Jakarta – BRI memasuki fase penting dalam transformasi bisnisnya di tahun 2025.Bank pelat merah ini semakin memantapkan posisinya sebagai bank yang tumbuh bersama masyarakat, seiring usianya yang mencapai 130 tahun.
Peran BRI dalam perekonomian nasional juga semakin kuat.
Direktur Utama BRI, Hery Gunardi, optimistis menatap tahun 2026. Optimisme ini didasari kemampuan BRI menjaga pertumbuhan solid di seluruh lini bisnis.
Kinerja positif ini merupakan hasil strategi transformasi melalui inisiatif BRIVolution Reignite.
BRI juga aktif mendukung program prioritas pemerintah untuk mengakselerasi perekonomian. Kontribusi BRI tak hanya di aspek ekonomi, tapi juga melalui aksi sosial yang menyentuh langsung masyarakat.
Berikut langkah strategis yang menandai arah transformasi BRI sepanjang 2025:
1. Hery Gunardi Nakhodai BRI
Awal 2025 menjadi babak baru bagi BRI dengan hadirnya kepemimpinan baru. Hery Gunardi resmi menjabat sebagai Direktur Utama BRI pada 24 Maret 2025, melalui Rapat Umum Pemegang Saham Tahunan (RUPST).
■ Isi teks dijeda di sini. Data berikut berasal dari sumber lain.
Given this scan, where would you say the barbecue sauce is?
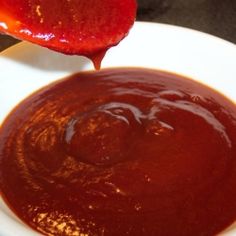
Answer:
[0,68,236,236]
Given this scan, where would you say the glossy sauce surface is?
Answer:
[0,68,236,236]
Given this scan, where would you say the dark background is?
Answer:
[0,0,236,51]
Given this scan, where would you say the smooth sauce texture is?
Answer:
[0,68,236,236]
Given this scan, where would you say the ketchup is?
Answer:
[0,68,236,236]
[0,0,137,69]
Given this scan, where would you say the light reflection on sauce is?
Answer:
[0,68,236,236]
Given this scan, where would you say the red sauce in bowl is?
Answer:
[0,68,236,236]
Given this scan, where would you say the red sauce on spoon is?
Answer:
[0,0,136,68]
[0,69,236,236]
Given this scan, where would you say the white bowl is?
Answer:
[0,22,236,236]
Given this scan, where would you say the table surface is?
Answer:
[0,0,236,51]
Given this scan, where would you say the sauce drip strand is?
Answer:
[0,68,236,236]
[0,0,137,69]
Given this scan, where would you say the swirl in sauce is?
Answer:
[0,68,236,236]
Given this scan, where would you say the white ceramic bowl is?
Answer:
[0,22,236,236]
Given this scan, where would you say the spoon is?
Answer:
[0,0,137,69]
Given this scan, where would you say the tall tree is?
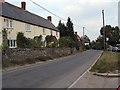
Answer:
[57,20,68,37]
[66,17,74,37]
[100,25,120,46]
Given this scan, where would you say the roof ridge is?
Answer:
[2,2,58,31]
[5,2,47,20]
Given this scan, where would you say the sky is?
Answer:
[5,0,119,40]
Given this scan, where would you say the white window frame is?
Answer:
[56,31,58,37]
[8,40,16,48]
[6,19,13,28]
[25,23,31,32]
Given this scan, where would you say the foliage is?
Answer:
[100,25,120,46]
[66,17,74,37]
[91,25,120,50]
[45,35,58,48]
[90,52,120,73]
[33,35,43,48]
[91,36,104,50]
[57,21,68,37]
[59,37,75,48]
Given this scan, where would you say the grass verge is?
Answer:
[90,51,120,73]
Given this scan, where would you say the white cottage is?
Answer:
[0,0,60,48]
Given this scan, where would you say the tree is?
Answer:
[45,35,58,48]
[100,25,120,46]
[66,17,74,38]
[91,36,104,50]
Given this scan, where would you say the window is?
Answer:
[25,24,31,32]
[43,28,46,35]
[6,19,13,28]
[8,40,16,48]
[56,31,58,36]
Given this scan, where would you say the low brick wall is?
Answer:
[2,48,77,61]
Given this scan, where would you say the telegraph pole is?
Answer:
[83,27,85,36]
[102,10,106,51]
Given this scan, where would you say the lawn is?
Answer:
[90,51,120,73]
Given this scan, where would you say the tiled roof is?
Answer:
[0,2,59,31]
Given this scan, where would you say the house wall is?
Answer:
[2,17,60,47]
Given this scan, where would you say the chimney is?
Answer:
[21,1,26,10]
[0,0,5,3]
[47,16,52,22]
[75,32,77,35]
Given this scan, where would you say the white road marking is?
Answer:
[67,51,103,90]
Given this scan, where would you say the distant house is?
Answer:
[118,1,120,29]
[0,0,60,48]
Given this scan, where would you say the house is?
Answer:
[0,0,60,48]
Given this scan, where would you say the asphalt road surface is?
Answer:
[2,50,101,88]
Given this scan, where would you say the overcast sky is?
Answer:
[5,0,119,40]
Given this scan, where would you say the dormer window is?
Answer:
[6,19,13,28]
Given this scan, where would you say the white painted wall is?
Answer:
[0,17,60,47]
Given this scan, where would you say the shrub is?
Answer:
[0,43,9,50]
[17,32,42,48]
[59,37,75,48]
[45,35,58,48]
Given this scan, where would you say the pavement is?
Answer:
[72,72,120,90]
[2,50,119,90]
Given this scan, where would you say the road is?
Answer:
[2,50,101,88]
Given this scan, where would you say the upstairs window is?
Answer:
[6,19,13,28]
[25,24,31,32]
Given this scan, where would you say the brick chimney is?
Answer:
[47,16,52,22]
[21,1,26,10]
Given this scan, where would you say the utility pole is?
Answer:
[83,27,85,36]
[102,10,106,51]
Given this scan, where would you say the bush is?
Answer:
[1,43,9,50]
[45,35,58,48]
[17,32,42,48]
[59,37,75,48]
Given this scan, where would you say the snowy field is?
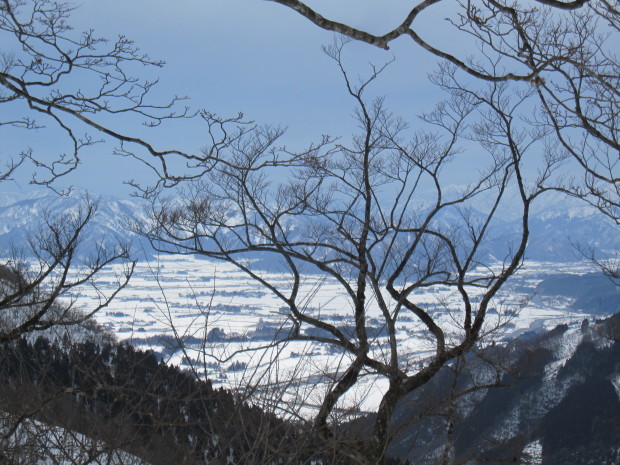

Hery Gunardi memiliki pengalaman lebih dari 34 tahun di industri perbankan. Ia dikenal sebagai bankir multidimensi yang terlibat dalam berbagai agenda strategis, termasuk pendirian Bank Mandiri dan pembentukan PT AXA Mandiri Financial Services (AMFS).
sebelumnya, Hery juga berperan penting dalam merger tiga bank syariah Himbara menjadi PT Bank Syariah Indonesia Tbk (BSI) pada Maret 2020.
Pengangkatan Hery Gunardi menegaskan komitmen BRI untuk melanjutkan transformasi secara terukur, berkelanjutan, dan tetap berpihak kepada masyarakat.